Page MenuHomePhabricator

Figure out usage reporting for toolhub.wikimedia.org
Open, Needs TriagePublic

Description

We would like to have some tracking of usage of Toolhub. By the magic of the Wikimedia CDN, the webrequest hadoop table has information on Toolhub traffic.

$ ssh stat1007
hive (wmf)> select count(distinct ip) as hits from webrequest where year = 2021 and month = 9 and day = 29 and uri_host = "toolhub.wikimedia.org";
... lots of hive progress reporting ...
MapReduce Total cumulative CPU time: 1 days 5 hours 57 minutes 45 seconds 740 msec
Ended Job = job_1632476005296_21353
MapReduce Jobs Launched:
Stage-Stage-1: Map: 5206  Reduce: 1   Cumulative CPU: 107865.74 sec   HDFS Read: 176232805069 HDFS Write: 102 SUCCESS
Total MapReduce CPU Time Spent: 1 days 5 hours 57 minutes 45 seconds 740 msec
OK
hits
14
Time taken: 106.498 seconds, Fetched: 1 row(s)

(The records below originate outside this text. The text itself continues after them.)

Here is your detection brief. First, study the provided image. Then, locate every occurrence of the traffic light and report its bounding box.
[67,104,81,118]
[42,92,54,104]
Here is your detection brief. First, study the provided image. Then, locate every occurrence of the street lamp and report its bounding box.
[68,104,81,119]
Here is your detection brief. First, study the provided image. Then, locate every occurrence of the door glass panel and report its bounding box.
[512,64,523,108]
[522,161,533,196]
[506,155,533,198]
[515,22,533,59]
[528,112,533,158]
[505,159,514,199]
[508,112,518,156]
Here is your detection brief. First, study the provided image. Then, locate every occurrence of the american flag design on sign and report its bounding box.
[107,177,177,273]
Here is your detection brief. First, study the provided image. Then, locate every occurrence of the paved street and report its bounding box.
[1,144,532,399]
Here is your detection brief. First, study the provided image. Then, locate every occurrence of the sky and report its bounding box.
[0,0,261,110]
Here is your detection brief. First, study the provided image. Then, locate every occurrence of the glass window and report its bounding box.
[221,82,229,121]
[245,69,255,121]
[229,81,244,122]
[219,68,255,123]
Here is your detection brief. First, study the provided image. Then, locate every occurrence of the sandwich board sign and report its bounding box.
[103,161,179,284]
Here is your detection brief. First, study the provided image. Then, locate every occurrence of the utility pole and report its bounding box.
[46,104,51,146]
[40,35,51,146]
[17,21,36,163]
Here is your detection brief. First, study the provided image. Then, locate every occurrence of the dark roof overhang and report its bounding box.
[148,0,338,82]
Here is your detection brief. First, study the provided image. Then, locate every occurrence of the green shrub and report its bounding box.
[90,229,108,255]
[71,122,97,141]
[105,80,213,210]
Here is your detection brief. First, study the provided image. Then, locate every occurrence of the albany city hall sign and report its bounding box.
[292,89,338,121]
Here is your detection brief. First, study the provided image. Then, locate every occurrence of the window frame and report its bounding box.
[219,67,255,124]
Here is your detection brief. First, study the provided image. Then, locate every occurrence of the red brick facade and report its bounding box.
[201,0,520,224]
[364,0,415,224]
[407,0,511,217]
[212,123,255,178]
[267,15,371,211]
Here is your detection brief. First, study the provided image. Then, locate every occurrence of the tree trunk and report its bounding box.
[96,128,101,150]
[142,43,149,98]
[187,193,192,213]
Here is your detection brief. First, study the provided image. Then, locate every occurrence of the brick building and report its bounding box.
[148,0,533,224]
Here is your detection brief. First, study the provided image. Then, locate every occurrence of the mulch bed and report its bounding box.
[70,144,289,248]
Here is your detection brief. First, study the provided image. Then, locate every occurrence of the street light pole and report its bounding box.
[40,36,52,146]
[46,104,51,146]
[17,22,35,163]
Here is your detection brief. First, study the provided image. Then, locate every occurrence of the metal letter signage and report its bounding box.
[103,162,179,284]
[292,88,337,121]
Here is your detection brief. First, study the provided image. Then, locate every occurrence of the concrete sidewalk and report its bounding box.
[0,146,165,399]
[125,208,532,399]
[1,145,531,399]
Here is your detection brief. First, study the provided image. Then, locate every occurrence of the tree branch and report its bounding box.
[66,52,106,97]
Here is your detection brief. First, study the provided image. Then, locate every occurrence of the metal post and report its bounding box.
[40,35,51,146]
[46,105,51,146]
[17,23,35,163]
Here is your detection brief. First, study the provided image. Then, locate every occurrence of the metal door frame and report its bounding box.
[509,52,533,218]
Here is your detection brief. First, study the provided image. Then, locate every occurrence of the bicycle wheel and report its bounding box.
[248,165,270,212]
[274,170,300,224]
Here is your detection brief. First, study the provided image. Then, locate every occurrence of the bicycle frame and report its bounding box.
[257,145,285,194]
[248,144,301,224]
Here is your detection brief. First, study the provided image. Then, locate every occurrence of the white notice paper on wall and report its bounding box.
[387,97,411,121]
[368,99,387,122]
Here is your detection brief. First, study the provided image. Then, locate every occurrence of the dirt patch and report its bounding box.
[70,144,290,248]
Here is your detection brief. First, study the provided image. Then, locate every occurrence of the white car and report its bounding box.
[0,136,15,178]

Figure out what we want to mine from here and if it is worth setting up a dashboard somewhere.

Event Timeline

Any plans to begin work on this @bd808 ? so far we don't have much on the side of "ui for viewing metrics"

Any plans to begin work on this @bd808 ? so far we don't have much on the side of "ui for viewing metrics"

Someone needs to figure out what metrics are desired and what level of public transparency is needed for viewing them. Possible solutions could range from a Notebook hosted by https://wikitech.wikimedia.org/wiki/Analytics/Systems/Jupyter to ETL into https://wikitech.wikimedia.org/wiki/Analytics/Systems/Druid with a https://wikitech.wikimedia.org/wiki/Analytics/Systems/Turnilo frontend to canned reports published to https://wikitech.wikimedia.org/wiki/Analytics/Systems/Dashiki.